Dear senyum,
Bagaimana rasamu hari ini? Manis? Getir? Masam? Ah, apa pun
rasamu itu lebih baik dari bibir yang melengkung ke bawah.
Begini. Aku menyuratimu hari ini karena aku butuh alasan
untuk tersenyum. Salah ya? Seharusnya kamu adalah penyebab bahagia itu datang.
Begitu yang aku baca kemarin, entah di mana.
Kamu jangan gedhe rumangsa dulu. Aku sendiri berpendapat,
hanya manismu saja yang mengundang bahagia. Sementara bagianmu yang pahit malah
mengundang rasa bersalah. Dan rasa asammu bisa membuat belimbing wuluh rendah
diri. Dan untuk membuatnya enak lagi, butuh kamu yang banyak sebagai bahan
manisan. Caranya? Duh. Nanti kamu tanyakan pada orang lain saja ya? Aku tidak
pandai mengolah makanan. Jangan katakan itu pada calon suamiku nanti. Siapa pun
orangnya.
Senyum,
Kamu pernah dengar tentang “Hukum Ketertarikan”? Belum?
Kalau buku “The Secret” karya Rhonda Byrne sudah pernah baca? Sudah kan? Nah
iya. Jadi, menurut teori pengarangnya: Kalau kita menarik pikiran yang baik
pasti yang datang hal yang baik juga. Begitu pun sebaliknya. Dan tanpa kamu,
mana mungkin ada pikiran baik yang sudi duduk di dalam kepala untuk berbincang
menikmati secangkir kopi aroma melati? Hidup adalah cermin. Yang terbaik akan
terjadi saat kita tersenyum.
Sebenarnya, senyum, manusia banyak memiliki alasan untuk
menangis daripada tersenyum. Lebih banyak sebab untuk memalingkan muka dari
kamu, ketimbang memasang kamu di wajah kami. Termasuk wajahku. Karena pada
dasarnya manusia itu jarang bersyukur.
Lebih banyak yang gagal daripada yang berhasil.

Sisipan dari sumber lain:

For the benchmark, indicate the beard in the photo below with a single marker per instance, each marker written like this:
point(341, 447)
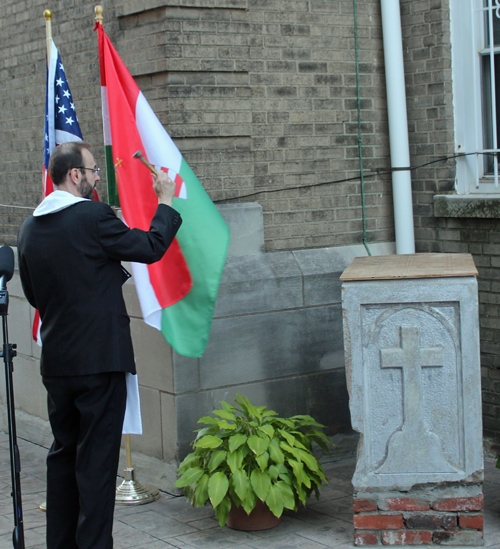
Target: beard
point(86, 189)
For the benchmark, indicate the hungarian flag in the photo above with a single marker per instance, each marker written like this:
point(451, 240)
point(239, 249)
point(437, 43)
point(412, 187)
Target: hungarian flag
point(177, 294)
point(61, 126)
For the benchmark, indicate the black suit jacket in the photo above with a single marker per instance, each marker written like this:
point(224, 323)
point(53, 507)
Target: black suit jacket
point(70, 269)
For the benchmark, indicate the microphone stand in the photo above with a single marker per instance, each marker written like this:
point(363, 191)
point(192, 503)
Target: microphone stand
point(9, 352)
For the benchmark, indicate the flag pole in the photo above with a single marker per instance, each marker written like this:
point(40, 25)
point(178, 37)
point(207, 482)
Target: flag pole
point(130, 491)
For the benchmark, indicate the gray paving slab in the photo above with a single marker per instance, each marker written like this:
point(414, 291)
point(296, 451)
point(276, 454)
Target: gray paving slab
point(171, 522)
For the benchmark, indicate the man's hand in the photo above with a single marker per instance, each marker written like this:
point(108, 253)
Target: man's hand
point(164, 188)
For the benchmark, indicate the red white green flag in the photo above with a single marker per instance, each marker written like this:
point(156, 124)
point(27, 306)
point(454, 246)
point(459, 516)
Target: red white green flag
point(177, 294)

Lebih banyak yang kesepian daripada yang hatinya hangat.
Lebih banyak yang sendiri daripada yang berdua.
Lebih banyak yang tidak punya daripada yang berkelimpahan.
Kamu tentu paham betul tentang hal ini. Ada koran, ada
berita di televisi, ada Twitter. Ah. Twitter. Saksi bisu yang bersuara tentang
betapa sukarnya bersyukur.
Dear senyum,
Aku mau minta tolong: Ingatkan aku selalu padamu setiap kali
aku ingin menangis. Boleh? Aku mau mendatangkan hal-hal yang baik dalam
hidupku, bahkan yang belum pernah aku pikirkan sebelumnya. Kamu adalah asisten
semesta. Tolong bantu dia untuk membantu aku. Terima kasih sebelumnya.
Sudah dulu ya, senyum. Ini aku sudah seperti gila tersenyum
terus dari tadi karena kamu. Haha. Tapi lebih baik dianggap gila sih, daripada
terlihat waras tapi hancur di dalam?
Oh ya. Kamu boleh datang kapan saja. Saat aku bicara, saat
aku mengunyah makanan, saat aku dikritik dan dicerca, bahkan saat aku tidur.
The ultimate privilege is yours, senyum. Bibirku siap menerimamu kapan saja.
Haha. Koq jadi terdengar ambigu ya kalimat tadi? :D
Aku sayang kamu. Tolong terus ganggu aku.